Santa Anna encerrado dentro del cuartel militar del Palacio Nacional, pensó una y mil cosas; mexicanos cobardes y traidores, soldados imbéciles, un tesoro escondido y custodiado quizás por soldados y gavilleros, muertos de asfixia, enterrados vivos, en lo que llamaban “La boca del diablo”; ¿Ahora qué?. Ante cualquier llegada del ejército americano a la Ciudad de México, debía de garantizarse santa Ana su subsistencia para fugarse del país, de la ciudad o de donde fuera; adquirir una casa y efectuar mayores inversiones para posteriormente regresar; debía de recuperar sus títulos de propiedad, porque eso le representaba mayor dinero a su empobrecido patrimonio.
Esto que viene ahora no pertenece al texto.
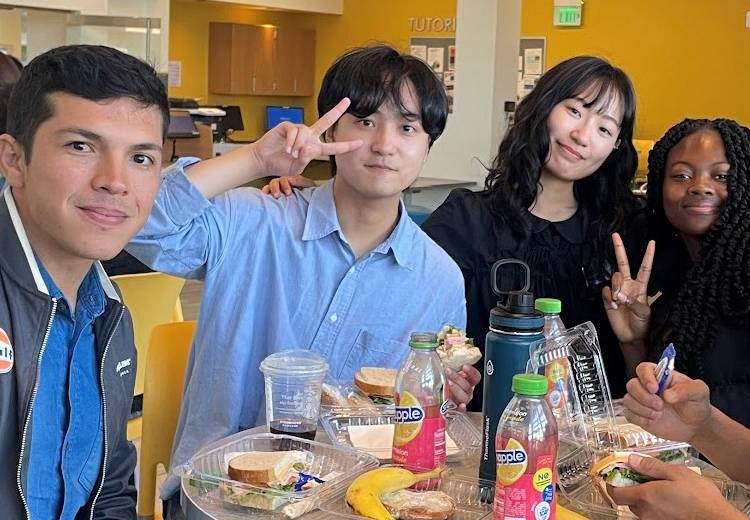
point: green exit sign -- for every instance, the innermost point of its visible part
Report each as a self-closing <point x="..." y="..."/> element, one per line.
<point x="568" y="15"/>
Si era necesario, se los pediría a Amparo Magdalena de rodillas, se abstendría de sus proposiciones y amenazas de poseerla, a cambio de recibir esos documentos que con su dinero y servicio a la patria, los había comprado y que ahora, más que nunca los necesitaba.

Jorge Enrique Salcedo y Salmorán se dispuso abandonar la Ciudad de México y salir con una pequeña escolta de cinco soldados, al  rumbo de tizapan, para entrevistarse como Amparo Magdalena y solicitarle a esta, la entrega de los títulos de propiedad. ¡Era una orden que día de cumplirse, de quien en esos momentos, le pesara a quien le pesara, representaba no nada mas al Supremo Gobierno, sino a la patria entera.

Tenía que hacerlo. Porque de no cumplir con dicho mandato; Jorge Enrique incurriría, en el peor acto de deslealtad a quien había sido su jefe, su mentor, su padre político, su héroe nacional.